Smartly, what Scott did was to remove the potential for a ‘do nothing’ response and create achievable sub-goals. To play on the analogy the runner’s first goal is to run every day, then run a 5k, then a 10k, a half marathon, and finally every one of those 26.2 miles. For a federal CIO the benchmarks are – assess the current state of cybersecurity, address the low-hanging fruit, then start increasing stamina for the long haul. And, like a good coach, Scott is there, providing training plans, being a cheerleader for the accomplishments, and drawing attention to areas where improvement is needed.
What’s most remarkable is that within this 90 day period, notable changes have been reported by government employees. In the recent Federal News Radio survey I cited last week, 71 percent of respondents cited the cybersecurity sprint as a key driver to “focus on long-standing cyber challenges.”
Now that the band aids have been applied the pressure is on for Tony Scott to deliver on the federal cybersecurity strategy and keep delivering on it over time, as befits a marathon. One of the functional areas that Scott has called out in recent interviews as both an immediate success and for on-going attention is authentication. Following the sprint the use of two-factor authentication (smart card + password) increased from “42 percent to more than 72 percent during the time period, according to OMB. Two-factor authentication stats were even higher for privileged users — those with expanded access to federal networks — growing from 33 percent to nearly 75 percent.” CIO Scott went on to say: “This is probably one of the most significant things that you can do to enhance cybersecurity no matter where you are,” Scott said of efforts to increase the use of two-factor authentication, adding, “We’re going to stay on that one like crazy.”

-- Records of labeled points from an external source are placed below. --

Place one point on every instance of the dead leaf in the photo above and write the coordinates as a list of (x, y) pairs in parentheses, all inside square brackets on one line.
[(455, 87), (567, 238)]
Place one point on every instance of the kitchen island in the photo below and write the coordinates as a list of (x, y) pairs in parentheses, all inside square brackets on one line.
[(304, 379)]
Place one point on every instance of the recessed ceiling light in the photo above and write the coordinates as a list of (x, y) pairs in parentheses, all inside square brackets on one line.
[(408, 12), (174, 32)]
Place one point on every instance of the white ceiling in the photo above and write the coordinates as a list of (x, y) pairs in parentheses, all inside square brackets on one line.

I couldn’t agree more with the federal CIO: authentication is a key to protecting data and stymying attacks; but it needs to be more than two layers of authentication in order to provide the level of security that federal agencies need. Primarily, Scott and the Cybersecurity Sprint Team are going want to up the standard from two factor authentication to multi-factor authentication. By this, I mean that as well as a user name/password with a smart card agency CIOs are going to want to look for solutions that cover the other key elements of authentication – a physical attribute and location – because despite best efforts, passwords will be written down and stuck to the back of credentials and credentials will be left in TSA screening bins. And this is just one possibility for loss and the reintroduction of vulnerability despite best intentions.
Moreover, they’ll want to ensure that agencies are choosing solutions that mitigate the common types of cybersecurity events – insider threats and man in the middle attacks – by looking at out of band solutions. Out of band authentication, simply put requires the presence of a secondary channel, such as a cell phone, in order to authenticate, or verify, identity. This wards against impersonation in the case of insider threats and neutralizes the man in the middle. Bad actors, even if they eavesdrop or intercept certain credentials will likely be unable to possess either physical attributes, for example, or location.
After so many breaches and a least a couple of failed attempts to introduce bona fide cybersecurity policies and procedures, it seems that the OPM breach really has changed the way federal agencies now understand their cyber risks. As the holders not only of state secrets, but of personally identifiable information about every citizen, the government’s responsibility might seem overwhelming, but under Tony Scott’s guidance success in the cybersecurity marathon seems entirely possible.